Trybunał Sprawiedliwości UE zezwala na stosowanie terminologii mięsnej dla produktów wegańskich

Według wyroku Trybunału Sprawiedliwości Unii Europejskiej, produkty spożywcze bazujące na składnikach roślinnych mają prawo do używania w swojej nazwie i promocji określeń, które zazwyczaj kojarzą nam się z mięsem. Kluczową kwestią w tym przypadku jest to, aby skład produktu był odpowiednio opisany na etykiecie, tak by nie wprowadzać konsumentów w błąd.

Sąd zdecydował, że dozwolone jest stosowanie popularnych i powszechnie znanych terminów odnoszących się do mięsa – jak stek, parówka czy burger – w kontekście marketingu produktów wegetariańskich, o ile nie są one chronione prawnie.

Takie orzeczenie to sukces francuskiej organizacji lobbingowej Protéines France oraz partnerujących jej dwóch stowarzyszeń wegetariańskich i kalifornijskiej firmy Beyond Meat.
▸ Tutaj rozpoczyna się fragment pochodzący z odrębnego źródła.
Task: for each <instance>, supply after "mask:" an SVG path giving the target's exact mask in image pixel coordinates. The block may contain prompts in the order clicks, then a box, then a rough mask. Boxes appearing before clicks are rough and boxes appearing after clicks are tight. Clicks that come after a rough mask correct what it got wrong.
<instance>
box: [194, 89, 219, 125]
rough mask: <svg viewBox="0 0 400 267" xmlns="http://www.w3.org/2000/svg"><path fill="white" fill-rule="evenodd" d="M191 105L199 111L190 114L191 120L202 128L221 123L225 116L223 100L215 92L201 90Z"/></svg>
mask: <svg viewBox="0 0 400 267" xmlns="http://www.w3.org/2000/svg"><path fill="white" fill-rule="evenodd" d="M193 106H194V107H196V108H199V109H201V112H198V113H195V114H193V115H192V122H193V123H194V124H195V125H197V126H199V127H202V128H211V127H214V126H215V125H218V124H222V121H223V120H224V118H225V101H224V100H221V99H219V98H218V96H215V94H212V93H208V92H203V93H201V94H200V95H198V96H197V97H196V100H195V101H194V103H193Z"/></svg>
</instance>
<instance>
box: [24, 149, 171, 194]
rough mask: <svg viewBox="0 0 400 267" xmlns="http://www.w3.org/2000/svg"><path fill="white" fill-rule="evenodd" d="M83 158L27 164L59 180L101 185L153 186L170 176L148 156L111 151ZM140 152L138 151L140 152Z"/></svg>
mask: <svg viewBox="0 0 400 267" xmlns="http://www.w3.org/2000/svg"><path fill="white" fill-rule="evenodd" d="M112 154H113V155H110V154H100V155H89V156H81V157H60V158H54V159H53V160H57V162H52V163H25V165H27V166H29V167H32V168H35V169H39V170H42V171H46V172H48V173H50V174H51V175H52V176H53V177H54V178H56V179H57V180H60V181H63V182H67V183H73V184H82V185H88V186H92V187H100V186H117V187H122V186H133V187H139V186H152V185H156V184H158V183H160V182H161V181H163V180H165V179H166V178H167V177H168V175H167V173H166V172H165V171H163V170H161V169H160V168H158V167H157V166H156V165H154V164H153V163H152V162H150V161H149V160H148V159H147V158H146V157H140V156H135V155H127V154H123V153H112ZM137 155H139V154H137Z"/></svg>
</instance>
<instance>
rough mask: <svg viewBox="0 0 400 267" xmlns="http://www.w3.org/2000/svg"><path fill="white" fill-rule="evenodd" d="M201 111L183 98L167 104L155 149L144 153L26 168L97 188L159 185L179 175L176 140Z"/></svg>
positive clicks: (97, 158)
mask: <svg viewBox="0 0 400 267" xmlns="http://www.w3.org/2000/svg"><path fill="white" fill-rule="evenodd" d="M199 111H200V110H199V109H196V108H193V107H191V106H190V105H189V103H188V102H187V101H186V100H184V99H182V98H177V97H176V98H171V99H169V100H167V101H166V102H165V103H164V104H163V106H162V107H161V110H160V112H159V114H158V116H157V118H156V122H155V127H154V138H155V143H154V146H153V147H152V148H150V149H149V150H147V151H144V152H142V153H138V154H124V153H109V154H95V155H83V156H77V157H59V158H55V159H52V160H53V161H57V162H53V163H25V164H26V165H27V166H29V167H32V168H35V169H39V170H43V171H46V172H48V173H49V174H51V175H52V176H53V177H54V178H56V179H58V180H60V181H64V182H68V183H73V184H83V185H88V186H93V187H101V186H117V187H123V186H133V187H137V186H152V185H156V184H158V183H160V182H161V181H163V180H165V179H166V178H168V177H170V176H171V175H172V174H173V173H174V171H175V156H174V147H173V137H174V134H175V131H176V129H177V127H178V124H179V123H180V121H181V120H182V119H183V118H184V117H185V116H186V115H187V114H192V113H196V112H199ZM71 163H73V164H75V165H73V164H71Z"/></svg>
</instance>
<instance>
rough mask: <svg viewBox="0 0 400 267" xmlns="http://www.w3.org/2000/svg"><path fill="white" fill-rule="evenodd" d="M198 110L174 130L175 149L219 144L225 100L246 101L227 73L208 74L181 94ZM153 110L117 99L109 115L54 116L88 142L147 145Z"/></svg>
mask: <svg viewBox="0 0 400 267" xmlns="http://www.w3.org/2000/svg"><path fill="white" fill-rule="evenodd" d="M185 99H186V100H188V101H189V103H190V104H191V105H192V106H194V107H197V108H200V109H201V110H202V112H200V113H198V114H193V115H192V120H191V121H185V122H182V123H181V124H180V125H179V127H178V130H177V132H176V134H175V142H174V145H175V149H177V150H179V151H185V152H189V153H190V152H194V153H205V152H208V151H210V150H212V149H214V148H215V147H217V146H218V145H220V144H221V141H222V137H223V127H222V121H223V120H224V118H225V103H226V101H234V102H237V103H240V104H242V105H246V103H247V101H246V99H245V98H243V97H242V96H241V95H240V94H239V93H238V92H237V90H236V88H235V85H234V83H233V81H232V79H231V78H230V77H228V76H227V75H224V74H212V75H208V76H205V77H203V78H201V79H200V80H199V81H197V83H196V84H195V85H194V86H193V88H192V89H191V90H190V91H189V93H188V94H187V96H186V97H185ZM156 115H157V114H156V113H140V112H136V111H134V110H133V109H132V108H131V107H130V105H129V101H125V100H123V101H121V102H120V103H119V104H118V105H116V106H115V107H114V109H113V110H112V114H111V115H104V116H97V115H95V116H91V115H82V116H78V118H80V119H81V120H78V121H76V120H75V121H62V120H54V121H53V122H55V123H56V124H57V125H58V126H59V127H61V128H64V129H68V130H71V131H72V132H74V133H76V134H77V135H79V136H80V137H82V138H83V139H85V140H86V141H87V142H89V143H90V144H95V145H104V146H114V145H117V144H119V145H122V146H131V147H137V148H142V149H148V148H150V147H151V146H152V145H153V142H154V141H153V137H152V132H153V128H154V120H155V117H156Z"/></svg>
Wszystkie te podmioty stanęły w obronie prawa do używania określeń takich jak „stek” czy „szynka” w odniesieniu do produktów roślinnych bogatych w białko.

Rafael Pinto, dyrektor ds. polityki UE w Europejskiej Unii Wegetariańskiej, podkreślił w swoim oświadczeniu, że jasne etykietowanie żywności pozwala na promocję roślinnych alternatyw mięsa. W ten sposób możemy osiągać założone cele środowiskowe i zwiększać konkurencyjność oraz innowacyjność Unii Europejskiej.

Francja to pierwszy kraj UE, który postanowił ograniczyć stosowanie takich określeń jak „burger” czy „kiełbaska” dla produktów roślinnych. W czerwcu 2022 roku opublikowano tam dekret mający na celu zwiększenie „transparentności dla konsumentów”. Zarzucono w nim producentom roślinnych zamienników mięsa wprowadzanie konsumenta w błąd.

Nie jest do końca jasne, jak powinno wyglądać etykietowanie i wprowadzanie do obrotu produktów roślinnych bogatych w białko, które cieszą się rosnącą popularnością w całej Europie. Orzeczenie Trybunału Sprawiedliwości UE prawdopodobnie wpłynie na sytuację prawną w innych krajach, takich jak Belgia czy Włochy, które rozważały podobne regulacje jak we Francji.

Problem ten pojawił się już wcześniej – w 2017 roku, kiedy najwyższy sąd UE musiał zająć stanowisko w sprawie używania terminów odnoszących się do produktów mlecznych dla alternatyw roślinnych. Wówczas Trybunał orzekł, że tylko produkty zawierające rzeczywiste mleko mogą korzystać z takich określeń jak mleko, masło czy jogurt. To spowodowało, że alternatywy roślinne na półkach sklepowych w Europie oznacza się jako „napoje”.

Od początku lat 90-tych etykietowanie żywności jest regulowane w UE a handel większością produktów sprzedawanych na terenie Europy podlega wspólnym organizacjom rynków UE w ramach Wspólnej Polityki Rolnej. W 2020 roku, Parlament Europejski odrzucił propozycję zarezerwowania nazw związanych z mięsem wyłącznie dla produktów pochodzących od zwierząt. Decyzja ta zapadła po głosowaniu przeciwko poprawkom mającym za cel wprowadzenie surowszych zasad etykietowania produktów roślinnych.